Jimbo Whaley, who these days makes his living selling, can sell a song as well as the best in the business. One of the founders of Pine Mountain Railroad, a successful touring band formed in 1998 and sponsored by a sausage company, was successfully led by Whaley for several years before he returned to his home in Pigeon Forge to go into business. Greenbrier, although it play relatively few dates is filled with very fine professional musicians who've decided it's a good idea to eat and feed their families. Roger Helton on banjo, guitar, and whatever else is needed is excellent. Matt Leadbetter is one of the finest Dobro players there is. It was a delight to see young and able Abby Sinders has returned to this fine, and underheard, regional band that performs too seldom.

Jimbo Whaley

Matt Leadbetter

Roger Helton

Scott Carris

Abby Sinders

Jimbo Whaley

At the end of his show, Jimbo stepped forward to accept the ALS Ice Bucket Challenge after some weeks of seeing it as more a stunt than a worthy effort that has raised over $100 million for what is sadly an orphan disease.
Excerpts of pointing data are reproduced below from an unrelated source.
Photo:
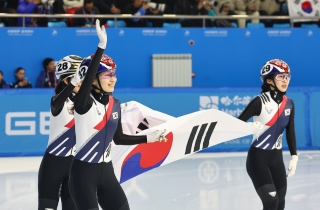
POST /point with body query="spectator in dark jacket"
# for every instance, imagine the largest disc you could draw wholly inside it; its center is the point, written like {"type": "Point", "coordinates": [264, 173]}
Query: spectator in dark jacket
{"type": "Point", "coordinates": [3, 83]}
{"type": "Point", "coordinates": [31, 7]}
{"type": "Point", "coordinates": [10, 7]}
{"type": "Point", "coordinates": [21, 81]}
{"type": "Point", "coordinates": [195, 7]}
{"type": "Point", "coordinates": [139, 8]}
{"type": "Point", "coordinates": [87, 8]}
{"type": "Point", "coordinates": [47, 76]}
He was deeply moved by the plight of a woman he knows who's afflicted with the disease. Before stepping into a plastic tub on-stage, he challenged all professional bluegrass musicians in America to do the same. Joe Soward did the honors.

Jimbo Getting Dunked

The Audience Outside the Barn 

 Cordle, Jackson & Salley

Take three of Nashville's most prominent songwriters, each of whom is also an accomplished performer, who have penned more bluegrass and country hits than can easily be counted and put them on the stage in an informal setting to share their music. That was the concept first pioneered, as far as I know, by Darrell Adkins, promoter of Musicians Against Childhood Cancer, held annually in Columbus, OH in July. Since then, Cordle, Jackson & Salley have become a travelling road show popular at festivals around the country. Each writes distinctive, tuneful, and moving songs that burrow into the mind and captivate listener's imagination. Carl Jackson is a Grammy award winner whose songs are played everywhere in both bluegrass and country music. "Erase the Miles" may be the best musician's road song there is. Larry Cordle, whose band Lonesome Standard Time is one of the best, writes both story songs and message pieces. His "Murder on Music Row" is a standard to two genres. Jerry Salley's work has won awards in gospel music, bluegrass, and country music. His songs have been recorded by Elton John, included in church hymnals, and recorded by country music hall of famers. They're truly a distinguished and powerful group who put on a great show. We also celebrated Carl's sixty-first birthday with a cake large enough to be shared with the audience.

Carl Jackson

Jerry Salley

Larry Cordle

Happy Birthday, Carl!

Robin Arnold & Carl Jackson

At the Merch Tables

A full schedule and a fine lineup contributed to an unusually good Thursday suggesting that what was to come would continue to build. It sure did!